Presumably the results of this paper come from lab trials of students/volunteers (I couldn't find anywhere in the cited paper as to the nature of the participants of the trials. There may be people who still believe that testing students/volunteers in a laboratory reflects the real world - but, if so, I suspect they are all academics.
Hence, I would strongly disagree with your conclusion that there 'is clean micro-level evidence for a link between a sense of unfairness and physiological symptoms'.
Posted by: L'Observer | June 10, 2011 at 12:11 AM
so indocrinating the masses with the belief that capitalism is fair saves lives!
now, there's a trade off. We're going to open your eyes to the nature of capitalist exploitation = I'm sorry, we're going to have to kill you.
Posted by: Luis Enrique | June 10, 2011 at 11:25 AM
Hi Luis,
Waste not the energy. It will happen anyway.
Death is the great equaliser. That thought is sometimes a great solace as I contemplate human nature (as represented by others, of course).
Posted by: Cliff Tolputt | June 10, 2011 at 01:22 PM
Falk and colleagues are measuring subjective senses of fairness.
≠
Yes, inequality kills
Posted by: PPS | June 10, 2011 at 06:52 PM
What this shows is that unhealthiness is associated with perceived unfairness, not that it's associated with inequalitty (especially in the sense of that word as used by the authors of The Spirit Level).
But there's a bigger problem here. imagine that we wanted to reduce the negative health outcomes that are associated with perceived unfairness. Whatever tool we used would have other impacts, many on the right might argue that such a tool would lower economic growth rates. They would then say that such a tool would reduce the resources of a country available to spend on healthcare. Leading to negative health outcomes.
So yes, following the title of the article, perceived unfairness kills. But so does lower growth. What we should do, if we want to be evidence based, is not look at perceived unfairness, or inequality, on it's own, but in the round. We could plot data on inequality against unhealthiness and see if there's a correlation? But if you do this with the latest OECD data you don't get the result in the Spirit Level. See for example: http://velvetgloveironfist.blogspot.com/2011/05/does-better-life-index-support-spirit.html?m=1
Posted by: A1 | June 10, 2011 at 08:06 PM
A1,
Those on the right would be wrong. Economic rent currently goes largely untaxed, and taxing economic rent encourages growth because it is wealth extraction, not creation.

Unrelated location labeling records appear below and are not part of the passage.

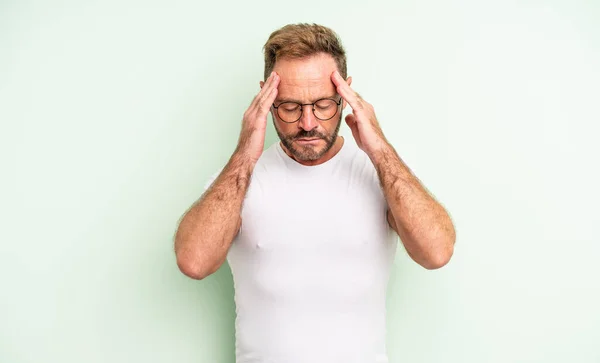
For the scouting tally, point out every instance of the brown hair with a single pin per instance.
(303, 40)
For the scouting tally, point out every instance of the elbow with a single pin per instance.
(439, 260)
(193, 267)
(440, 257)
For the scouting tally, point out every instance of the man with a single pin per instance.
(309, 226)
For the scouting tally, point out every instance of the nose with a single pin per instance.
(308, 121)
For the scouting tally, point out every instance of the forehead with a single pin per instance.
(305, 79)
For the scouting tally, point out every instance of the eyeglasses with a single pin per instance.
(323, 109)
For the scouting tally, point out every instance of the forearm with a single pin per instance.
(207, 229)
(423, 225)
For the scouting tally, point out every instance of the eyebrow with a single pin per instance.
(282, 100)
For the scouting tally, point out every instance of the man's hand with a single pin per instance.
(362, 121)
(254, 124)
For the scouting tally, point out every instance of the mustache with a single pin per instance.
(309, 135)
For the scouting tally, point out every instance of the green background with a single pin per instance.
(114, 114)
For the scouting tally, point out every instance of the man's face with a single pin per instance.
(306, 81)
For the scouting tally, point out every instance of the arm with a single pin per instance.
(423, 225)
(208, 228)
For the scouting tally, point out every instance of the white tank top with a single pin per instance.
(311, 261)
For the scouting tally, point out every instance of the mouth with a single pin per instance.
(305, 141)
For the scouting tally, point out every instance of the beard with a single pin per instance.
(308, 152)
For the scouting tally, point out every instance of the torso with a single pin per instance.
(311, 261)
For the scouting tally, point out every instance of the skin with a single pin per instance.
(207, 229)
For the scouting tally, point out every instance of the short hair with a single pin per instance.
(303, 40)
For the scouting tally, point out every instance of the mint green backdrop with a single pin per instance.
(115, 113)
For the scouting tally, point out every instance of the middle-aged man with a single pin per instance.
(309, 226)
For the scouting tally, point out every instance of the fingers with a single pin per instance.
(351, 122)
(347, 92)
(265, 96)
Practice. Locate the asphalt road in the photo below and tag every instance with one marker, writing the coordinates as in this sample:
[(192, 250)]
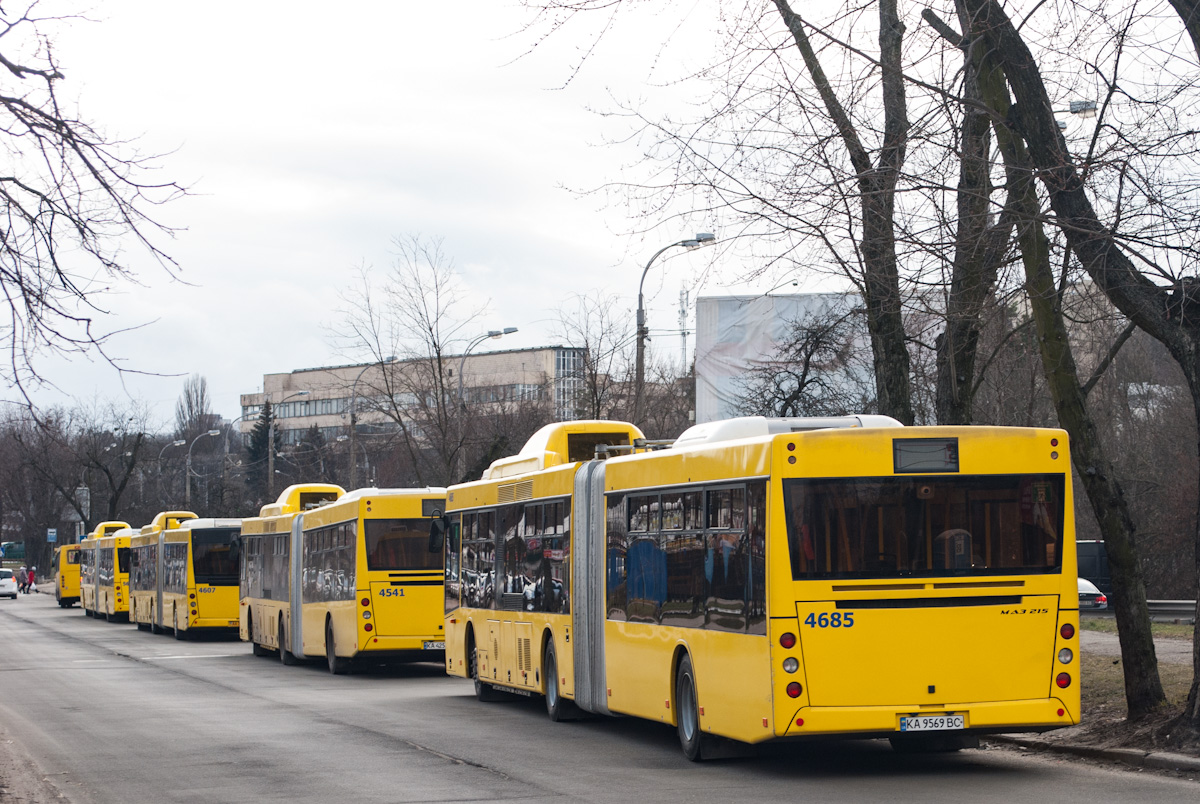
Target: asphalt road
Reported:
[(107, 713)]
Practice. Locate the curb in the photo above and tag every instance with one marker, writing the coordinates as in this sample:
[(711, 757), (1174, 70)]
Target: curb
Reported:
[(1133, 757)]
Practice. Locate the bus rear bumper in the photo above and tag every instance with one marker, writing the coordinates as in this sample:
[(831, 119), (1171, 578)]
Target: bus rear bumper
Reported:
[(993, 718)]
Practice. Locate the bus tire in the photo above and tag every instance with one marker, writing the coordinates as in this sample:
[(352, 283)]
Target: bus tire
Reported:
[(484, 691), (337, 665), (691, 738), (257, 648), (285, 654), (557, 707)]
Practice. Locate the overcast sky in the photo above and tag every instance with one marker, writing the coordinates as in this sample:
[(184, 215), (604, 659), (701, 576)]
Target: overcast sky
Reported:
[(311, 135)]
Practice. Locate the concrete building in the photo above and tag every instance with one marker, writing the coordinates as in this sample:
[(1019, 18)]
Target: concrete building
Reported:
[(324, 396)]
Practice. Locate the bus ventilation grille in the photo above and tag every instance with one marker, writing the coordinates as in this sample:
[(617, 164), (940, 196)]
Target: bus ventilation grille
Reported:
[(515, 491)]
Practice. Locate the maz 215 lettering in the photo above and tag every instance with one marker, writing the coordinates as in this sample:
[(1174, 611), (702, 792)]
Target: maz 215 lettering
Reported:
[(837, 619)]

This was largely recognised in the 18th and 19th centuries, when they had 90% marginal rates and land taxes to collect it.
It is now mostly ignored by neoclassical economics, which was actually constructed as a direct defence of the recipients of rent.

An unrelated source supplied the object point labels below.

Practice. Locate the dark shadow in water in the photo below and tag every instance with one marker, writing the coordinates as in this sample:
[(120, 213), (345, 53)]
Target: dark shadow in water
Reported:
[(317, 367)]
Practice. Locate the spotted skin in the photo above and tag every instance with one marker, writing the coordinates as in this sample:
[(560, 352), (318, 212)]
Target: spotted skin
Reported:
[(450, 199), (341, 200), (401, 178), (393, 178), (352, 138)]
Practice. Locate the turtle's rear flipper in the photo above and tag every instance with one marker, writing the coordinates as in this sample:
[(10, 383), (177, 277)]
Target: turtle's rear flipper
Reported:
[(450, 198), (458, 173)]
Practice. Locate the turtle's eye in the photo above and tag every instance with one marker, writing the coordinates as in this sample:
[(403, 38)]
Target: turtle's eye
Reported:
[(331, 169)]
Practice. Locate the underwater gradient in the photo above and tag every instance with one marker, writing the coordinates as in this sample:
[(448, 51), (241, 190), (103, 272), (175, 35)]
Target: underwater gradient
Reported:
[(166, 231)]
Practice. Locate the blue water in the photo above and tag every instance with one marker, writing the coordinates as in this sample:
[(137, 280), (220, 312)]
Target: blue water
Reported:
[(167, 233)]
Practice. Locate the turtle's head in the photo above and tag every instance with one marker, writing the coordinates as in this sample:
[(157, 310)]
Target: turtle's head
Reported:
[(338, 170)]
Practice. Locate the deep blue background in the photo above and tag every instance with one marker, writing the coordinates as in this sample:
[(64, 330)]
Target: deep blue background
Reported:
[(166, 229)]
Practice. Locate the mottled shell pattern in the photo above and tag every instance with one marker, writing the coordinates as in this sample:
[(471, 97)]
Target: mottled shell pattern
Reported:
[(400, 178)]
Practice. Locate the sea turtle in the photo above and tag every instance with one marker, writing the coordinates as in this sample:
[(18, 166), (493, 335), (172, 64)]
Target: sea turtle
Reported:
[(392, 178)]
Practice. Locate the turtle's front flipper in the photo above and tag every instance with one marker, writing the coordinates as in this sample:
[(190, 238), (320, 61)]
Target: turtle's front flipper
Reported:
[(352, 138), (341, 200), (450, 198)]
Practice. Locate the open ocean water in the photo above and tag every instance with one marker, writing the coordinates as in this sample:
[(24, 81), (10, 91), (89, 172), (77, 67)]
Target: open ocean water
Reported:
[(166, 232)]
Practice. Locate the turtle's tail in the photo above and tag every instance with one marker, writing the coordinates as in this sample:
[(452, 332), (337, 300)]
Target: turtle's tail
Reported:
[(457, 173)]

http://www.youtube.com/watch?v=CnrEHFwZ9hk
Over at the angry bear blog, they have calculated (repeatedly and using numerous different methods) that the optimum marginal tax rate (on the top 1%) for growth is about 65%. What are we waiting for?
Oh yes, it would impact the rich. How silly of me.
Posted by: Cahal | June 11, 2011 at 12:24 AM
Problem is Cahal, that to achieve income equality you need to do more than tax the top one per cent. I doubt very much whether in the experiments described above the 'managers paid themselves top one per cent salaries.